Politique

Bénin : le PRD d’Houngbédji s’affranchit de son alliance avec Talon

Réservé aux abonnés | | Par Jeune Afrique
Adrien Houngbédji, en octobre 2010 à Paris.

Adrien Houngbédji, en octobre 2010 à Paris. © Vincent Fournier/JA

Soutien indéfectible de Patrice Talon depuis l’élection de ce dernier à la tête du Bénin, le 20 mars 2016, le Parti du renouveau démocratique (PRD) de l’ancien Premier ministre Adrien Houngbédji, 78 ans, est en passe de retrouver son autonomie.

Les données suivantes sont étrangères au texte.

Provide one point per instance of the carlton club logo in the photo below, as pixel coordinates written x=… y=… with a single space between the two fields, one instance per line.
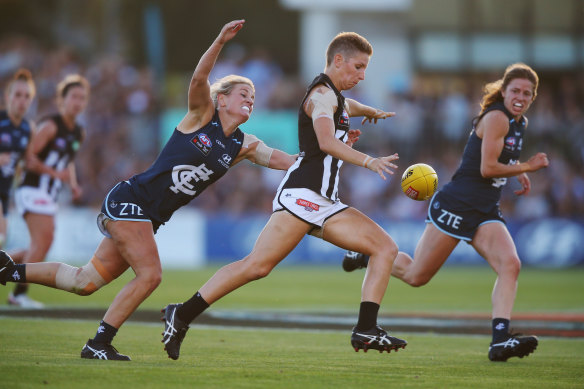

C’est, du moins, ce qui ressort d’une série de recommandations de l’Université de vacances (UV) annuelle de cette formation politique dont l’audience électorale a oscillé, ces trente dernières années, entre 10 et 32 %.

Dans un document de quatre pages daté du 20 septembre 2020, l’UV, organe d’analyse et de proposition du mouvement, souligne ainsi que « la raison d’un parti n’est pas d’applaudir en spectateur les quelques réalisations consenties par un régime, mais la conquête et l’exercice du pouvoir. »

Un candidat plus jeune ?

Son candidat naturel, Adrien Houngbédji, ayant atteint la limite d’âge des 70 ans, au-delà desquels nul ne peut briguer la magistrature suprême, le PRD devrait se choisir un candidat plus jeune et aller sous sa propre bannière au scrutin présidentiel d’avril 2021.

À condition de recueillir au moins 16 parrainages d’élus (députés et/ou conseillers municipaux), indispensables pour pouvoir le faire, ce qui, dans la configuration politique actuelle au Bénin, relèverait de l’exploit. Une décision définitive et le choix du candidat devraient intervenir fin novembre/début décembre lors d’un Conseil national ou d’un Congrès extraordinaire du parti.